Strategies for sequencing complex genomes using high throughput sequencing technologies

a genome and high throughput technology, applied in the field of molecular biology and genetics, can solve the problems of complex assembly of whole genome shotgun sequences to draft genome sequences, complicated problems, and current methods of sequencing a relatively expensive and time-consuming quest, and achieve high throughput sequencing. , the effect of efficient us

Inactive Publication Date: 2009-06-04
KEYGENE NV
View PDF4 Cites 25 Cited by
  • Summary
  • Abstract
  • Description
  • Claims
  • Application Information

AI Technical Summary

Benefits of technology

[0004]The present inventors have now found that with a different strategy this problem can be solved and the high throughput sequencing technologies can be efficiently used in genome assembly.
[0005]The invention comprises employing a technology that divides the genome in reproducible and complementary parts by restricting the genome with one or more restriction endonucleases to yield a set of restriction fragments and subsequently providing a subset of restriction fragments by selective amplification. The subset is sequenced and assembled to a contig. By repeating this step for one or more different sets of restriction endonucleases, different contigs are obtained. These different contigs are used to assemble the draft genome sequence. The invention does not require any knowledge of the sequence and can be applied to genomes of any size and complexity. The invention can be scaled up for any type and size of the genome. The present invention provides a quicker, reliable and faster access to any genome of interest and thereby provides for accelerated analysis of the genome.DEFINITIONS
[0013]High-throughput screening: High-throughput screening, often abbreviated as HTS, is a method for scientific experimentation especially relevant to the fields of biology and chemistry. Through a combination of modern robotics and other specialised laboratory hardware, it allows a researcher to effectively screen large amounts of samples simultaneously.
[0056]Hitherto in the art of sequencing technology, the use of this selective amplification in the sequence determination of whole genomes, and in particular in complex genomes has not been disclosed or suggested. The AFLP-technology is known in the art as a fingerprinting technology and has not yet been identified as a solution to aid in the sequencing of complex genomes. In particular, the use of a set of primer combinations that cover all or most of the permutations of nucleotides for a given number of selective nucleotides (for instance 16 primer combinations in the case of two selective nucleotides) provides for a reliable and quick method to provide for complementary and reproducible subsets of a genome that can be sequenced. In certain embodiments, the primers used in the complexity reduction contain one or more thioate linkages to increase their selectivity and / or performance.

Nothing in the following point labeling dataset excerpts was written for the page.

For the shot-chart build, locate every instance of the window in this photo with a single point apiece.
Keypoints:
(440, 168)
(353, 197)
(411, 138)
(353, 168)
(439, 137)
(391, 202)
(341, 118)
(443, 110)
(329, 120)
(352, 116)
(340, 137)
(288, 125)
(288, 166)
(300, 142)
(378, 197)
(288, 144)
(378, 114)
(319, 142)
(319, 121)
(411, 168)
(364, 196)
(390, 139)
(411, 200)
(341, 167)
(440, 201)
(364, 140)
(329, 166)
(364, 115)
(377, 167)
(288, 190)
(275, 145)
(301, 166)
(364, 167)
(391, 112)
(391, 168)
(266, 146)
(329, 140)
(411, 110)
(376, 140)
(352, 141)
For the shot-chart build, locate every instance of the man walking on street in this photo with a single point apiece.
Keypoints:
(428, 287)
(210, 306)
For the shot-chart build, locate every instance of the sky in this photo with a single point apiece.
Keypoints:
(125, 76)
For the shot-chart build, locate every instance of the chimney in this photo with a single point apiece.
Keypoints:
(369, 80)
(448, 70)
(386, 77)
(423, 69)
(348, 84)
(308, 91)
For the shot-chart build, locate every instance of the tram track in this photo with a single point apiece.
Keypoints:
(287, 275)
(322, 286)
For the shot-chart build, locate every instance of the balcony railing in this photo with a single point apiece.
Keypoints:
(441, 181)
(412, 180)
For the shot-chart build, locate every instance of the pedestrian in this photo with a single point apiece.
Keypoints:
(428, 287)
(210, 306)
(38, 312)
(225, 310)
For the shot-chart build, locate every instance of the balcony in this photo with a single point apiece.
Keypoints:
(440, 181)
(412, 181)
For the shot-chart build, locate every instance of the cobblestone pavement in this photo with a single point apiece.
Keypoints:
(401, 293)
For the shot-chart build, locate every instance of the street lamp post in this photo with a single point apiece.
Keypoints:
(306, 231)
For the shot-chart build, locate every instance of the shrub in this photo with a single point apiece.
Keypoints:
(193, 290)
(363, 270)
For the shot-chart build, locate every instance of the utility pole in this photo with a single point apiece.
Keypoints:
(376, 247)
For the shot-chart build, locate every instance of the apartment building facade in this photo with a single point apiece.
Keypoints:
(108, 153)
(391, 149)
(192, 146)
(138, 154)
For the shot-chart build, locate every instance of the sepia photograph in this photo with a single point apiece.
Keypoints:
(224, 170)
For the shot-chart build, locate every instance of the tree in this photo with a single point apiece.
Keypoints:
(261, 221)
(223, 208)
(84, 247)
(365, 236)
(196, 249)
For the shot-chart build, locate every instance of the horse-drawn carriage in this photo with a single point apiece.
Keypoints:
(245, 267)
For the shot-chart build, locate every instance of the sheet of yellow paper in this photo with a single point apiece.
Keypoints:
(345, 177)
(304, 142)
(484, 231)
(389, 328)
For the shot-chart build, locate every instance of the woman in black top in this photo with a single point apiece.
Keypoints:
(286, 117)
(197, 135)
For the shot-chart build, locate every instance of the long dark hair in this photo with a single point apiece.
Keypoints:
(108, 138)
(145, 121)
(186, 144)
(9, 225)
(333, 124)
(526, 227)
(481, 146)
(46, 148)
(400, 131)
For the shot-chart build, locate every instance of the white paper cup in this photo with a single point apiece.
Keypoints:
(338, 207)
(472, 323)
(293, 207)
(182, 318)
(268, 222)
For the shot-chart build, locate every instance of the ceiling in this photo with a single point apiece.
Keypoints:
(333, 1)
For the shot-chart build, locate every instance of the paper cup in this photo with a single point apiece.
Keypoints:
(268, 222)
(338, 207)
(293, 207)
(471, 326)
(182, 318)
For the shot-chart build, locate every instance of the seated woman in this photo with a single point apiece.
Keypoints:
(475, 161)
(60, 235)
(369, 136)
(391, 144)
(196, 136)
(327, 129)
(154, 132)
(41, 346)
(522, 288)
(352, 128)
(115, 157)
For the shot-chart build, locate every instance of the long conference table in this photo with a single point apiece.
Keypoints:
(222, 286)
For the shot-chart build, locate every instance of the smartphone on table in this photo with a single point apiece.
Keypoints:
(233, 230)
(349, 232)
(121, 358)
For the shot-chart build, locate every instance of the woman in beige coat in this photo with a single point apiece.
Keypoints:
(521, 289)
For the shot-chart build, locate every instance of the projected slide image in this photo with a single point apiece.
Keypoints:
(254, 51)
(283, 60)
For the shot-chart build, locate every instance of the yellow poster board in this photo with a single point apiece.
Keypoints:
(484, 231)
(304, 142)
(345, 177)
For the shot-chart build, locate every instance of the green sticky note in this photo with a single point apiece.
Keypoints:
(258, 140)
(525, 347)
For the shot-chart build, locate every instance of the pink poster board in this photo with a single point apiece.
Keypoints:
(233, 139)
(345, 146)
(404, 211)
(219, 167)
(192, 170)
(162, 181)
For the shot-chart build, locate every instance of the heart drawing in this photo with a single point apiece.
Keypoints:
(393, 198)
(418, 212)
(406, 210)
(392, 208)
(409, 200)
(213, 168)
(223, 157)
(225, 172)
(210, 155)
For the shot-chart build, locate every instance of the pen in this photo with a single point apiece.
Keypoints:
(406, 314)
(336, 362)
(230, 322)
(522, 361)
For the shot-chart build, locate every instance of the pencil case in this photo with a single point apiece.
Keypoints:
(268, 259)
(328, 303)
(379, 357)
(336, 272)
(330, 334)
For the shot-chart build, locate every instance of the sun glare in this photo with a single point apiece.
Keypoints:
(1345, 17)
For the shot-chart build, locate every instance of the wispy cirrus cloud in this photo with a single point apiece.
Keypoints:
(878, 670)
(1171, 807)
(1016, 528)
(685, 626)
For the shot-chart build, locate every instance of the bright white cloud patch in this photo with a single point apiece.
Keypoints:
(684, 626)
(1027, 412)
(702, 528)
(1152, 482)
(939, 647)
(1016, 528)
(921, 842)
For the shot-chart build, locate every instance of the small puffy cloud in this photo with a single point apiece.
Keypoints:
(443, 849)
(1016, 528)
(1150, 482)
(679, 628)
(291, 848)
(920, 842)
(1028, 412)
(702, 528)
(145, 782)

Problems solved by technology

Assembly of whole genome shotgun sequences of large genomes (from 100 Mbp upwards) to draft genome sequences is a complex issue.
Many plants and animals further contain a large number of repeat sequences, thereby further complicating the problem.
On of the disadvantages of such short fragments is that the assembly of contigs to determine the genome sequence requires enormous computational power, making the current methods of sequencing a relatively expensive and time consuming quest.

Method used

the structure of the environmentally friendly knitted fabric provided by the present invention; figure 2 Flow chart of the yarn wrapping machine for environmentally friendly knitted fabrics and storage devices; image 3 Is the parameter map of the yarn covering machine
View more

Image

Smart Image Click on the blue labels to locate them in the text.
Viewing Examples
Smart Image
  • Strategies for sequencing complex genomes using high throughput sequencing technologies
  • Strategies for sequencing complex genomes using high throughput sequencing technologies
  • Strategies for sequencing complex genomes using high throughput sequencing technologies

Examples

Experimental program
Comparison scheme
Effect test

example 1

[0109]This example describes the ability to use high throughput sequencing of AFLP fragments derived from 2 restriction enzyme combinations to determine the genome sequence of a complex plant genome.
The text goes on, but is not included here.